In 2017, Takeda and Shire spent $2.85 billion and $1.7 billion on R&D, respectively. With a merger on the cards, Takeda says it now plans to rationalize the operations of the combined entity, with total cost-cutting on the order of $1.4 billion. Of that, $600 million is slated to be carved out of the R&D department. This will consist of slashing a couple underperforming research subsidiaries as a start, but that will still leave plenty of cutting on the docket for Andy Plump, Takeda’s R&D head.

The question is whether the cuts will actually rationalize operations by eliminating waste and redundancies. Part of the focus, Plump has said, will be on focusing in on Takeda’s and Shire’s individual strengths, which may prove synergistic. Shire has a fairly extensive rare disease pipeline, with a range of cutting edge therapies, such as lanadelumab. Rare disease therapies have become the most coveted of prizes among pharmaceutical companies of late, so Shire offers a fairly rich haul – though the value of the pipeline and experimental therapy concepts will have to be proven out over several years.

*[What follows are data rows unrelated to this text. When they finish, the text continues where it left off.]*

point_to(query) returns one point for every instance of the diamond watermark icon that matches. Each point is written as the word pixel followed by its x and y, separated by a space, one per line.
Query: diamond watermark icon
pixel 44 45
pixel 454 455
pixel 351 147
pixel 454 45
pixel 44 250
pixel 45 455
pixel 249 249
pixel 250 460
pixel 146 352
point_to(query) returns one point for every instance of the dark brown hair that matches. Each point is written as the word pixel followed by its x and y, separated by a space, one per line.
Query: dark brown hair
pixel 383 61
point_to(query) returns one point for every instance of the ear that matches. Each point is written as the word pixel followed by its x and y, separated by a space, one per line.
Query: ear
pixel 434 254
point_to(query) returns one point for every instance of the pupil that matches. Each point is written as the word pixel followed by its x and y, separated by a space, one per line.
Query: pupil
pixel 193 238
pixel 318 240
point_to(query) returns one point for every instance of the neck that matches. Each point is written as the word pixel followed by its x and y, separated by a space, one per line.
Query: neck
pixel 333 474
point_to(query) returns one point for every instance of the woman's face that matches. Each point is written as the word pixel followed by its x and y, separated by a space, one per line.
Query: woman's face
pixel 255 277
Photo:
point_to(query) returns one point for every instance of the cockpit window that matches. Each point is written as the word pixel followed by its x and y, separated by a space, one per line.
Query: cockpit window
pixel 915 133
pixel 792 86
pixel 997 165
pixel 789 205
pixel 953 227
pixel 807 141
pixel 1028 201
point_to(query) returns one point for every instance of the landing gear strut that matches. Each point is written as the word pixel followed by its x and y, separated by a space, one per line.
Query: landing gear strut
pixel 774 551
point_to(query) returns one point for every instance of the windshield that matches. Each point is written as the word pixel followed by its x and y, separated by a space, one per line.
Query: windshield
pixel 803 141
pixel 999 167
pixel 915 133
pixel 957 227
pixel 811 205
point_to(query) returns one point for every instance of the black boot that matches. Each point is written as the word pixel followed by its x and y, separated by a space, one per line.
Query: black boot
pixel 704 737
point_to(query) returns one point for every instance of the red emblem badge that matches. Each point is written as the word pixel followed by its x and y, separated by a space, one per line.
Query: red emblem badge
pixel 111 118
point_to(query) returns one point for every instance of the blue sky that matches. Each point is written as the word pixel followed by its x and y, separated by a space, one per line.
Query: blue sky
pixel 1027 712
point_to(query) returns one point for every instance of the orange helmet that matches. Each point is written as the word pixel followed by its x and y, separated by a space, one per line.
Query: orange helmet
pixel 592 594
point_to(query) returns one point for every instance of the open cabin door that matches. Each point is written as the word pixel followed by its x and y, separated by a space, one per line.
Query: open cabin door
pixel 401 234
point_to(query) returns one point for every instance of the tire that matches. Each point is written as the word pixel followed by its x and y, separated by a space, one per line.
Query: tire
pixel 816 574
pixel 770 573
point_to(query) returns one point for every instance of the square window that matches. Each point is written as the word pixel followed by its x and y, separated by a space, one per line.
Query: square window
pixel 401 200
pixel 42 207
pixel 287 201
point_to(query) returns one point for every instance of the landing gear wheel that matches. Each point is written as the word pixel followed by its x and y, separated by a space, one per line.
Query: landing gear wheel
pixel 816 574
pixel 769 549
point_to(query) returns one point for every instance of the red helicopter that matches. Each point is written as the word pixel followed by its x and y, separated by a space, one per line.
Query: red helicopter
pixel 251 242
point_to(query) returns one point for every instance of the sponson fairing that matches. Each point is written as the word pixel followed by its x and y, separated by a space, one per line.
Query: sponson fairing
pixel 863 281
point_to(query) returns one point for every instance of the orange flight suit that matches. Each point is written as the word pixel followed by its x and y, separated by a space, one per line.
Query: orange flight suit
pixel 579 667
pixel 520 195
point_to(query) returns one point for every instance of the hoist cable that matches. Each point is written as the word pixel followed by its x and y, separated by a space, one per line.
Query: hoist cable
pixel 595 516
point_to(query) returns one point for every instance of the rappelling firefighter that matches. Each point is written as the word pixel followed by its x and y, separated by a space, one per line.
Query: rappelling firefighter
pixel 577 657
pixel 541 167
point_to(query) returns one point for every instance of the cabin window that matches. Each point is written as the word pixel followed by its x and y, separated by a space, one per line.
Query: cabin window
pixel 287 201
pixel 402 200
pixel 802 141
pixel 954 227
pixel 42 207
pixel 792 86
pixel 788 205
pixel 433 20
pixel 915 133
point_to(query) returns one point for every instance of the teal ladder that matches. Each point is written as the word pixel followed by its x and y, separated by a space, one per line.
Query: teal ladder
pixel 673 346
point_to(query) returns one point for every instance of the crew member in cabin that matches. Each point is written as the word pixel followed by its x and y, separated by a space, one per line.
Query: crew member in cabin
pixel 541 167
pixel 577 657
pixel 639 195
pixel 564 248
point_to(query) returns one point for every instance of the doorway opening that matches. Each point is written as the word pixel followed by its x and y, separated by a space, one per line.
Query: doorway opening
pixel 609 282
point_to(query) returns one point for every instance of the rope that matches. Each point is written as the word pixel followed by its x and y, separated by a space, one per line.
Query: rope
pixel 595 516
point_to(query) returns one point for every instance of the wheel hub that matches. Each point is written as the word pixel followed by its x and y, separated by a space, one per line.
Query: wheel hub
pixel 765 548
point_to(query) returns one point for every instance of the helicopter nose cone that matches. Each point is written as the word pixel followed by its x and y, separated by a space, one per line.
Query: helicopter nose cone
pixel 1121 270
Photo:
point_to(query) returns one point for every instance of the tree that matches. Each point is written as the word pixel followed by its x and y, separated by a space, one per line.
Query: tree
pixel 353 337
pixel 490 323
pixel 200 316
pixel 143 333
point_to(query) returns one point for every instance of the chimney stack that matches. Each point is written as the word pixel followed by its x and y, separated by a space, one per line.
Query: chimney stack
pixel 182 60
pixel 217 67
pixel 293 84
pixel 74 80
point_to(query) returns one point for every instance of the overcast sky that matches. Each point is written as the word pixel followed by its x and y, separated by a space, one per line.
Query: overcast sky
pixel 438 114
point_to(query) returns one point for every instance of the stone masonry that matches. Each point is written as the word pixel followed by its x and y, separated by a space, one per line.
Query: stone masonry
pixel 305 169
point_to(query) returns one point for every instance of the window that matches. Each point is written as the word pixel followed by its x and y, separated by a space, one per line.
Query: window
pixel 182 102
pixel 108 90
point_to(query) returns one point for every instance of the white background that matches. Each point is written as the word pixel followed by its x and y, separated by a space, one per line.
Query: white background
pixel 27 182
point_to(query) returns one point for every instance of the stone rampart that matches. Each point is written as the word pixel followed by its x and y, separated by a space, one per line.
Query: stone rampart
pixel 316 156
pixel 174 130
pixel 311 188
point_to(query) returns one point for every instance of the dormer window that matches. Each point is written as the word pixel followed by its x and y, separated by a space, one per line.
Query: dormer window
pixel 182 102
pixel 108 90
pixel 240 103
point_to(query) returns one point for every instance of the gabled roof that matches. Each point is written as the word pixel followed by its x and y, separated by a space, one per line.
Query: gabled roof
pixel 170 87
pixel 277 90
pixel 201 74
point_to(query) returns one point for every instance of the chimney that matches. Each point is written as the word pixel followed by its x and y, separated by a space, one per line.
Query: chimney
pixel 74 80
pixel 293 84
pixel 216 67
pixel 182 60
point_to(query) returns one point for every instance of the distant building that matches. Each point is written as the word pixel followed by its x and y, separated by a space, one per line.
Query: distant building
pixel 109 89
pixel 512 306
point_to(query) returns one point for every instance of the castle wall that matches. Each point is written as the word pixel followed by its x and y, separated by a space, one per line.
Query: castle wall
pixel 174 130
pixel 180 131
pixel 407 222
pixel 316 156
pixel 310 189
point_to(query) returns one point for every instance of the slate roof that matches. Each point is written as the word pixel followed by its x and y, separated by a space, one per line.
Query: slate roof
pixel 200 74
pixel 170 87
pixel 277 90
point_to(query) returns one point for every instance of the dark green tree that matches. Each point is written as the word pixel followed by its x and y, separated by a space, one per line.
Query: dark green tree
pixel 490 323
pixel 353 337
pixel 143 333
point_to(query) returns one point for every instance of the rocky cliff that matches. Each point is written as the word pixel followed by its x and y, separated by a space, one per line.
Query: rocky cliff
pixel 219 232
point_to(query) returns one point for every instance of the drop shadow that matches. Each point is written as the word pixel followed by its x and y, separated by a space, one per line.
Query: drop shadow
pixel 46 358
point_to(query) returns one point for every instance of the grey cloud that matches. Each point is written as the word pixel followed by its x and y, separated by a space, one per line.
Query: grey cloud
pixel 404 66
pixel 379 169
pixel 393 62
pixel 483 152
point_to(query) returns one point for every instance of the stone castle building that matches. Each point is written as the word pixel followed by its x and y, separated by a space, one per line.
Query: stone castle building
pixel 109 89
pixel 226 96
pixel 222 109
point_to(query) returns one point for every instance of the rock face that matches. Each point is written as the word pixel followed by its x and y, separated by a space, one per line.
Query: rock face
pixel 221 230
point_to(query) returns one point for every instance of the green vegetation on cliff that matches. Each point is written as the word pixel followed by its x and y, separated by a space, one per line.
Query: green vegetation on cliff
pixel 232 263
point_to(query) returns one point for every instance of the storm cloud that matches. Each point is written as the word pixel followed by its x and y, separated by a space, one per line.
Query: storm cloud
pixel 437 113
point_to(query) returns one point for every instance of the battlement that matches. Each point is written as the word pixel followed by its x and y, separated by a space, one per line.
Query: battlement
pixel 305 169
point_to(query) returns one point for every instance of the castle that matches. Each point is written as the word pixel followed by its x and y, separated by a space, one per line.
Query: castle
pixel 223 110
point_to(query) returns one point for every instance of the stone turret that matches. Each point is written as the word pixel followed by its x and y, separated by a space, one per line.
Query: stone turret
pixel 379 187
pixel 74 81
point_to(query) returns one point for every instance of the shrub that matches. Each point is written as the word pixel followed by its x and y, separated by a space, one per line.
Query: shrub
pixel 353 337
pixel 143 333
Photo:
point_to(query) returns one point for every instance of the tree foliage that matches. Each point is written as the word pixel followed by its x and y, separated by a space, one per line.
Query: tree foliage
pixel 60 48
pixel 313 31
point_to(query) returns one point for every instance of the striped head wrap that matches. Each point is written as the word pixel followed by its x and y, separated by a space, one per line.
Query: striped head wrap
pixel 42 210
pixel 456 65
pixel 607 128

Externalizing to prosperity

In the short run, cutting R&D may compromise future growth down the line, something Takeda’s shareholders will no doubt be considering in the months ahead. Plump promises to play to the strengths of both Takeda and Shire and to pursue an R&D strategy balanced further toward “externalization,” or collaborating with outside developmental biotech and biopharmaceutical companies to trial new drugs and therapies. Such a strategy is less expensive, but it can also mean ceding control – and profits – to the development partner. But it is undoubtedly a necessary move if the new Takeda is to succeed in cutting its R&D budget substantially but still hope to have a new generation of big money products down the line.

Outlook uncertain

The ultimate fate of the Takeda-Shire merger remains in flux for now and is reliant on a number of factors, not the least of which is a vote of Takeda’s shareholders. The deal will not be closed for quite a while yet, if it is allowed to proceed. But the story will no doubt evolve in the meantime.

Looking at the proposed cuts to R&D and rebalancing toward externalized drug development makes sense in the context of the necessary actions to get this deal done. Whether they are value-additive actions for the long-term remains an open question. No doubt we will revisit it again before all is said and done.

Disclosure: I/We own no stocks discussed in this article.